Chapter One: Arlington, Massachusetts


In Chapter One, Joe describes his hockey beginnings for the legendary coach Eddie Burns.

Opposing players and coaches frequently mocked all of this. “Oh, you play for Eddie Burns? How many breakouts do you guys have now, twenty?” Affectations aside, Burns won. And he won often.

He wasn’t perfect. And we had fun with that. He might start a story with, “Ninety-nine times out of ten …” The capacity crowd of 13,909 at the old Boston Garden might come out as, “Thirteen thousand nine-oh-thousand.” Before taking on a major rival, his pre-game talk frequently included some politically incorrect motivation. “Nervous? Why there are fifty million Chinamen who don’t even know you’re playing.”

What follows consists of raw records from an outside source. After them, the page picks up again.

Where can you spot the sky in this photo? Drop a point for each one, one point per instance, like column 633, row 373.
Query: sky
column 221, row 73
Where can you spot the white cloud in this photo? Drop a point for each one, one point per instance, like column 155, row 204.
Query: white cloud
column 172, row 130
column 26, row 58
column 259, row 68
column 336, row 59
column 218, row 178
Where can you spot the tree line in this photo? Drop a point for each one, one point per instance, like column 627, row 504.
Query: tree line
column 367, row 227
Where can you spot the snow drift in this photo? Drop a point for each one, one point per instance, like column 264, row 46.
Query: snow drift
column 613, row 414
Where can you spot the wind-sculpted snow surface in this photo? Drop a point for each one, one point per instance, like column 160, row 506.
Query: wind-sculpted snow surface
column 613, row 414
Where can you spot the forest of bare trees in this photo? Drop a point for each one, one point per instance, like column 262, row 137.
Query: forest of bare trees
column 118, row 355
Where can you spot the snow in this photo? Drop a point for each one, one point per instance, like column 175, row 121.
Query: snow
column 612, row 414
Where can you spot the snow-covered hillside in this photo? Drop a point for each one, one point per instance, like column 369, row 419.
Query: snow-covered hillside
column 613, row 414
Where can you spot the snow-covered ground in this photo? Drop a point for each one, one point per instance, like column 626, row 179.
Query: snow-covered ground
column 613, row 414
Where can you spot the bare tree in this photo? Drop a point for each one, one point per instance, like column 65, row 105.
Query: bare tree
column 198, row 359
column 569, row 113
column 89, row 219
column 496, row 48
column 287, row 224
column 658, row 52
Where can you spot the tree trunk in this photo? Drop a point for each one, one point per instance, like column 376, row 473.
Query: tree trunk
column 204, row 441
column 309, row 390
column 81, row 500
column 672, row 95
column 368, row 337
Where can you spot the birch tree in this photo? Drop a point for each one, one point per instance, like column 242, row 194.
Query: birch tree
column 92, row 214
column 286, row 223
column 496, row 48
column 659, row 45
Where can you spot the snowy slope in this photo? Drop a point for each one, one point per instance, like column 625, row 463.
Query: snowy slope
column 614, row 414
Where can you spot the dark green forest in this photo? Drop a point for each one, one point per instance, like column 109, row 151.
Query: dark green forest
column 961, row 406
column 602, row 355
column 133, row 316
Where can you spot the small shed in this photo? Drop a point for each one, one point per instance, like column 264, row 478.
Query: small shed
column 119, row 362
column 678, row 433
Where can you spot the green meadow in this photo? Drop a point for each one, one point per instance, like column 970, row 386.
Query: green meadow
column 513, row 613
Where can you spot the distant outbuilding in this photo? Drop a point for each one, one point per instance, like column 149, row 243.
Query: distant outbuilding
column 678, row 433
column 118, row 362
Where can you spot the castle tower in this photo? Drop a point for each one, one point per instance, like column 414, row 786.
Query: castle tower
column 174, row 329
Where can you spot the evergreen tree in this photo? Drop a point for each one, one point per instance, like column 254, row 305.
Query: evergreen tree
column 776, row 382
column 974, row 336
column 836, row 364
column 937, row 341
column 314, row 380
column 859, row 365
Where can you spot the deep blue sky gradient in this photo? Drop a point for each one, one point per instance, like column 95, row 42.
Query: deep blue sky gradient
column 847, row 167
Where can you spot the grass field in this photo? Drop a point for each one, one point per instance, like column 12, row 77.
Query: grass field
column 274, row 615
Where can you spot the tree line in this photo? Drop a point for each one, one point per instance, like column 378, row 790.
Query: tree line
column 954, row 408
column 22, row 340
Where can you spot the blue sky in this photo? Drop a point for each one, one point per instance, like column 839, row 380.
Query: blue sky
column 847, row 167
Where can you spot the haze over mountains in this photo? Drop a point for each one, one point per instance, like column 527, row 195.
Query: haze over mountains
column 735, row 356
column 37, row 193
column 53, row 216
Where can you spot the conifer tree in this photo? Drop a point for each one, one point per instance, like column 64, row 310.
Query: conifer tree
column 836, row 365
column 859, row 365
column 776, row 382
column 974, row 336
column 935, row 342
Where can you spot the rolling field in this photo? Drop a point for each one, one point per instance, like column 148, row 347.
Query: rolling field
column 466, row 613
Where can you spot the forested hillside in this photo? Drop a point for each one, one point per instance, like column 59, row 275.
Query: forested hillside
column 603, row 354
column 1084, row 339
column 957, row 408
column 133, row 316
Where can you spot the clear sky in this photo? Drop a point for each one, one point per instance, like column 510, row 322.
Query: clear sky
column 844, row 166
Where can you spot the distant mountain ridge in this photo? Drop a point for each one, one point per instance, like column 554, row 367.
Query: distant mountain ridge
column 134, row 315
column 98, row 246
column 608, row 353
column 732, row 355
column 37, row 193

His wardrobe made even me look like a GQ model. And we all tried to mimic that gravelly voice. But never in front of him.

I can still see him, more than five decades later, walking into one of those Boston Arena locker rooms, reaching high to leave his cigar on top of a make-shift wall and getting set to deliver his pregame remarks. We would play the period, he would return and reach for that cigar, and then go outside the room to discuss the period with his assistants.

Once, to the astonishment of the rest of us, a teammate stood up and, just as Eddie left the room ahead of us, moved the cigar about two feet to the left. At the end of the period, we all watched Eddie reach in vain for that cigar for several uncomfortable seconds. Given our respect for him, such moments were rare.

One of my teammates once observed that Eddie accomplished all of this by rarely raising his voice and never, to our collective memories, using a bad word. (As one alum said, “He sometimes used the wrong word but never a bad word!”)

He was competitive. We never thought he placed too much emphasis on winning, but he wasn’t afraid to make it clear how important it was. Once, after winning a state tournament game, he crossed the ice to shake the hand of the opposing coach. When he extended his hand, his vanquished foe ungraciously said, “Well, you’re one up on me,” and then turned and walked away.

As fate would have it, the two teams met in the following year’s championship game. Same result. As the postgame handshake was about to unfold and the losing coach feebly extended his hand, Eddie didn’t wait. “Now I’m two up on you,” he said with a smile.